If this is the case, the best node module is to run the puppeteer, because the original PhantomJS substitute will no longer be developed.

Puppeteer has the ability to run Chrome or Chromium on the DevTools protocol, and features features such as automatic page navigation and image capture from the page.

DevTools will by default launch a headless browser, but changing these settings will be useful for debugging.

Beginning

To install Puppeteer, go to the project directory in the terminal and enter the following statement:

npm i puppeteer

You will see some initial code to get started:

const puppeteer = require('puppeteer');
const browser = await puppeteer.launch({
  headless: false,
});
const page = await browser.newPage();
await page.setRequestInterception(true);
await page.goto('http://www.example.com/');

We first launch the puppeteer. We also disable adless mode so that we can see what we do. Then open a new tab. The following method is optional and allows you to use abort, continue, and respond methods. Finally, we go to the selected page.

page.setRequestInterception(true)

In the DOM Parser example above, we can query elements using document.querySelector and related methods.

Login

If you need to login to a website, this can be done simply by using the type and click methods. Thus, the DOM elements are identified using the same querySelector structure:

await page.type(‘#username’, ‘UsernameGoesHere’);
await page.type(‘#password’, ‘PasswordGoesHere’);
await page.click(‘button’);
await page.waitForNavigation();

 

Infinite scroll management

Dynamic websites generally display content through the scroll mechanism. To overcome this problem, we need to do something that puppeteer scrolls on a standard basis.

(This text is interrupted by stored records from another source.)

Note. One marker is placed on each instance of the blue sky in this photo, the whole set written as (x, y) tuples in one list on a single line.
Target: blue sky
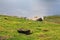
[(29, 7)]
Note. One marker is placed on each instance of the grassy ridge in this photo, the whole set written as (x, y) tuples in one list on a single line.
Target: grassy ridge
[(9, 26), (55, 18)]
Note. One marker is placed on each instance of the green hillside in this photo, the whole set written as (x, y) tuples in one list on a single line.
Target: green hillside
[(45, 30)]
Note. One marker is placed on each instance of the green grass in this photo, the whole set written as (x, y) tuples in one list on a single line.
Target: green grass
[(9, 27)]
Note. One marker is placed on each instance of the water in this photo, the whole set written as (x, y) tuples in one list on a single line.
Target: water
[(30, 8)]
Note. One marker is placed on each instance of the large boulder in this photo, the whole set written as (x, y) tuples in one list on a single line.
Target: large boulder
[(23, 31)]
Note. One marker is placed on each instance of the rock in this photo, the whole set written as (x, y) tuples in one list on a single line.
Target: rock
[(39, 19), (27, 32), (6, 18)]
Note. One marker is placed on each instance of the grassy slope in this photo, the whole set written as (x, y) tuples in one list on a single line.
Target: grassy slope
[(8, 29)]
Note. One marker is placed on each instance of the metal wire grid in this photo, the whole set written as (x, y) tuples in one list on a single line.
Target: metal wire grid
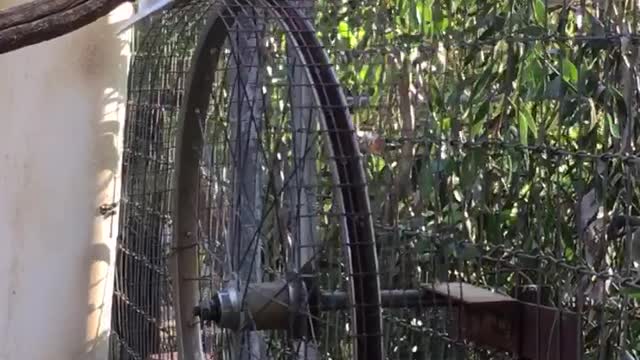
[(140, 343), (500, 137), (142, 321), (495, 194), (272, 185)]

The following is a simple example that scrolls 5 times and waits for content to load every 1 second between the scrolls.

for (let j = 0; j < 5; j++) {
await page.evaluate(‘window.scrollTo(0, document.body.scrollHeight)’);
await page.waitFor(1000);
}

Because loading times are different, the above code does not necessarily load the same number of times each time. If you encounter such a problem, you can scroll or select another criterion until a certain number of elements are found.

Optimization

Finally, there are several methods that can optimize our code, and so the code runs as fast and smoothly as possible. For example, you will see a way to prevent puppeteer from loading fonts and images.

 

await page.setRequestInterception(true);
page.on(‘request’, (req) => {
if (req.resourceType() == ‘font’ || req.resourceType() == ‘image’){
req.abort();
}
else {
req.continue();
}
});

 

You can also deactivate CSS in a similar way, but in some cases CSS is integrated into the dynamic data you want to upload, so you should be alert in this regard.

Ending speech

The material in this article was almost all that was needed to build an efficient web-based scrubber. When you collect data in memory, you can save them using a fs module in a local document, upload it to a database, or send a document directly using an API like Google Sheets.

If you are new to the field of web crawling or have information in this field, but in the beginner’s field of Node.js, this article might have been helpful to you and familiarized you with some powerful Node.js tools that make web crawling possible. Is.